Dengan membawa Xu Xin, kecepatannya bisa mencapai delapan puluh kilometer per jam! Itu sudah setara dengan batas minimum kecepatan di jalan tol!
Angin kencang menghantam wajah Xu Xin, hampir membuatnya mati rasa. Ia segera mengeluarkan helm besi dari tasnya dan memakainya, berfungsi seperti helm sepeda motor. Atau mungkin, bisa disebut helm kavaleri serigala?
Koko sudah turun dari pundak Xu Xin dan mencengkeram erat bulu di leher Raja Perak agar tidak terlempar.
Kecepatan delapan puluh kilometer per jam bukanlah apa-apa bagi macan tutul. Bahkan tanpa mutasi, ia bisa berlari lebih cepat, sehingga ia berlari dengan sangat santai di samping Raja Perak. Namun, Xu Xin tahu bahwa meskipun kecepatan ini tidak seberapa bagi macan tutul, ia tidak akan bisa bertahan lama dan akan kelelahan hanya dalam beberapa menit. Stamina adalah kelemahan terbesar kucing besar, tetapi Raja Perak mampu mempertahankan kecepatan ini untuk waktu yang lama!
Tak jauh dari sana, seekor rusa sedang mengunyah rumput. Makan rumput di malam hari, gaya hidup yang sangat tidak teratur, ini tidak baik!
"Raja Perak, terkam rusa itu!"
"Aum!" Raja Perak melolong dan menerjang ke arah rusa tersebut.
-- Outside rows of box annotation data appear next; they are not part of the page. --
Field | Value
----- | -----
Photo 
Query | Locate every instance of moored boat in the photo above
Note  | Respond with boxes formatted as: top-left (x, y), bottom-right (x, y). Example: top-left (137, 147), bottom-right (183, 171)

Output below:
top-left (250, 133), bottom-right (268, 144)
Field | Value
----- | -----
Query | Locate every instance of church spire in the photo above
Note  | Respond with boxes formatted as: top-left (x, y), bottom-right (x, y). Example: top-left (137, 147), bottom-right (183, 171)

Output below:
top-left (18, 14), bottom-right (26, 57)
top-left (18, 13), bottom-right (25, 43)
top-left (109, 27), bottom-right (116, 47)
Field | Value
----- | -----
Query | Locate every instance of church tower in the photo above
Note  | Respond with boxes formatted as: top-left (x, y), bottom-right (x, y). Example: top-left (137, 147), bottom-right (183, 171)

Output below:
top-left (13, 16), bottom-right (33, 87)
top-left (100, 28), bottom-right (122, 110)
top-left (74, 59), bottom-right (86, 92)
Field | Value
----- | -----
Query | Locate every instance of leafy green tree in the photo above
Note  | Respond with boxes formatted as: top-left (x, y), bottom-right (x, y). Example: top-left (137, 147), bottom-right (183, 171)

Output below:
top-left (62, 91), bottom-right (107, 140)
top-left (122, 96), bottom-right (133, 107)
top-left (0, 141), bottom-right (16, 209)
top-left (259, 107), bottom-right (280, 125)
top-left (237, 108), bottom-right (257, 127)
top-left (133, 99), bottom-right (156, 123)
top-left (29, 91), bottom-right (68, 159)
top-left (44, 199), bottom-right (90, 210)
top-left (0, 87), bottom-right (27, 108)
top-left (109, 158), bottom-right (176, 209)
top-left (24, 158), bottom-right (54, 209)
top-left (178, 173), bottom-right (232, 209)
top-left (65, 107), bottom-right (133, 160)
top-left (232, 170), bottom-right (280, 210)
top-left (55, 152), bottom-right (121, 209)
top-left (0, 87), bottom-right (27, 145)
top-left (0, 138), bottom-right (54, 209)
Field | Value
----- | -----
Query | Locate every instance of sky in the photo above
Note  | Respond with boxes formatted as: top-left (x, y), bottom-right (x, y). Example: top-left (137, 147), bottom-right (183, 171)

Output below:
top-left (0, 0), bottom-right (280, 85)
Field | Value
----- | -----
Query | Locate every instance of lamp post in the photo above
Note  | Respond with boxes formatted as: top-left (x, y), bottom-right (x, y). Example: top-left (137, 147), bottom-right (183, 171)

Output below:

Rusa itu terkejut dan berlari sekuat tenaga, namun kecepatannya terlalu lambat di hadapan Raja Perak yang sekarang. Raja Perak mengejarnya dan langsung menggigit leher rusa tersebut.
Di bawah pengawasan Xu Xin, dua taring itu menembus leher rusa. Raja Perak menutup mulutnya, dan dalam sekejap, gigitannya mematahkan tulang rusa tersebut hingga kepalanya terpisah dari tubuhnya!
Raja Perak mengibaskan kepalanya, menjatuhkan kepala rusa itu ke tanah.
"Kerja bagus!" Xu Xin merasa darahnya berdesir penuh semangat dan berteriak kegirangan.